Runtime exceptions with SSL enabled
-
I have been using the containerized FusionAuth application and am having issues with using it with SSL enabled. When enabled and accessing it via HTTPS I am able to login, add users, and do basic admin tasks using the admin application however certain functionality is not working. For instance, adds or edits of tenants or API keys all throw exceptions. Calling the API for these tasks results in the same exception. If you access it via HTTP only, non SSL, it works without issue however I require SSL to the application. The exception stack trace is:
ERROR io.fusionauth.http.server.HTTPServerThread - An exception was thrown during processing java.lang.IllegalStateException: A buffer overflow is not expected during an unwrap operation. This occurs because the preamble or body buffers are too small. Increase their sizes to avoid this issue. at io.fusionauth.http.server.HTTPS11Processor.read(HTTPS11Processor.java:191) at io.fusionauth.http.server.HTTPServerThread.read(HTTPServerThread.java:348) at io.fusionauth.http.server.HTTPServerThread.run(HTTPServerThread.java:176)To configure SSL, I have used both the file based and raw content environment variables to specify the certificate and private key. Both have the same result of the above exception when SSL is enabled. This is also noted in a similar post here but it had no resolution besides not using SSL.

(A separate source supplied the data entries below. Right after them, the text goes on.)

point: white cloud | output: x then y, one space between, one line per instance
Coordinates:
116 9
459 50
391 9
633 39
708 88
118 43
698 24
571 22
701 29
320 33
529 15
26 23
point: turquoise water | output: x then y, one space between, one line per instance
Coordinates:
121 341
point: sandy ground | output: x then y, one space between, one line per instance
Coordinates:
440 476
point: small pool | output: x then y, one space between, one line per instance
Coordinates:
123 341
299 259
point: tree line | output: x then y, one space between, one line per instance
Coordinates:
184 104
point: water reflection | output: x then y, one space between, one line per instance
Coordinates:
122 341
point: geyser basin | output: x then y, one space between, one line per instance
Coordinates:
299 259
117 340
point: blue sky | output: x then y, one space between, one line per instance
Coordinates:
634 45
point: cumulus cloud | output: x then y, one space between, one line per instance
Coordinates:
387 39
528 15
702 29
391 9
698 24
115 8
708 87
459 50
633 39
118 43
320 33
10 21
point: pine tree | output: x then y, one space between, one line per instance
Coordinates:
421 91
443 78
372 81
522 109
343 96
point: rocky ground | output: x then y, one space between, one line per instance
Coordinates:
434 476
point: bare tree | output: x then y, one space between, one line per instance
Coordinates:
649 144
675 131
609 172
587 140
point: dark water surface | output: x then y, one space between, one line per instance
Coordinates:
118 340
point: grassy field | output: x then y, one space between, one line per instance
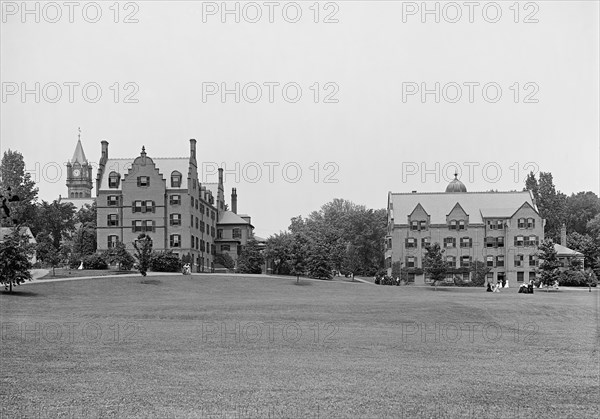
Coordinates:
236 347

How have people configured this to get it working without the exceptions above?
-
@jgerman Where is your stack trace coming from? The API call you made? Is there anything in the admin UI debugging that you can share?
-
@mark-robustelli That is coming from the container logs. We see these in the logs when the large API call or admin call is made. The server gives back an empty response for these calls. The admin UI just displays a blank page when these large calls are made. I'm happy to provide anything else that would be helpful.
-
@jgerman I hope to get some time early next week to try and recreate. Anything else you can provide to help me do so will be greatly appreciated. From your last post it sounds like things work, this happens, they stop working. After the call has timed out, does the system begin to run properly again? Can you please provide and example of what you are calling a "large API call or admin call"?
-
M matth referenced this topic on
-
jgerman Based on your discussion in the other thread, can you tell me a little more about how you have your FusionAuth configured to run? That may have something to do with the issue here. Once I get that info and an example of the "large API call", I can work on reproducing.
-
@mark-robustelli Yes, the configuration is using the SSL private key and certificate properties through environment variables with SSL enabled. Specifically the FUSIONAUTH_APP_HTTPS_PRIVATE_KEY, FUSIONAUTH_APP_HTTPS_CERTIFICATE, and FUSIONAUTH_APP_HTTPS_ENABLED environment variables.

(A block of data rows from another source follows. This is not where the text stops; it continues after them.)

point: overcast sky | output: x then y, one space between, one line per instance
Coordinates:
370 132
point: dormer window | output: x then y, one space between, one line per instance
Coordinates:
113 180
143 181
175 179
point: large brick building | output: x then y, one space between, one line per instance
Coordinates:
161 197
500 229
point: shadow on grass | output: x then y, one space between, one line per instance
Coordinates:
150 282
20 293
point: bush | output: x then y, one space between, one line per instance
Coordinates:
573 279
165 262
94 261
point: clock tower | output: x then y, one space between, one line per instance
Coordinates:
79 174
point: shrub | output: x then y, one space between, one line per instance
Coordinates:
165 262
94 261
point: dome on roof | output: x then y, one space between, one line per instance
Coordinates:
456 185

Large API or admin call wise, the most obvious thing I've seen is going into the admin application and just try to edit or create a tenant, you don't have to change anything if editing, and try to hit save. Creating/editing a tenant or creating/editing an API key at minimum are the most obvious places I've consistently seen the issue. API calls for these same functions, tenant add/edit and API key add/edit, have the same issue.
I haven't done a lot of parallel request testing but the application for everything else still seems ok while these specific requests are erroring. These large calls will fail and an error will be in the container logs but everything else stays up and continues to run.
Let me know if I can provide more information.
-
@jgerman Sorry I have been out of touch. I just saw this issue come up that sounds like the same thing you are experiencing. Please follow this issue. When the fix is available, please let us know if this solved your issue to. I believe it will.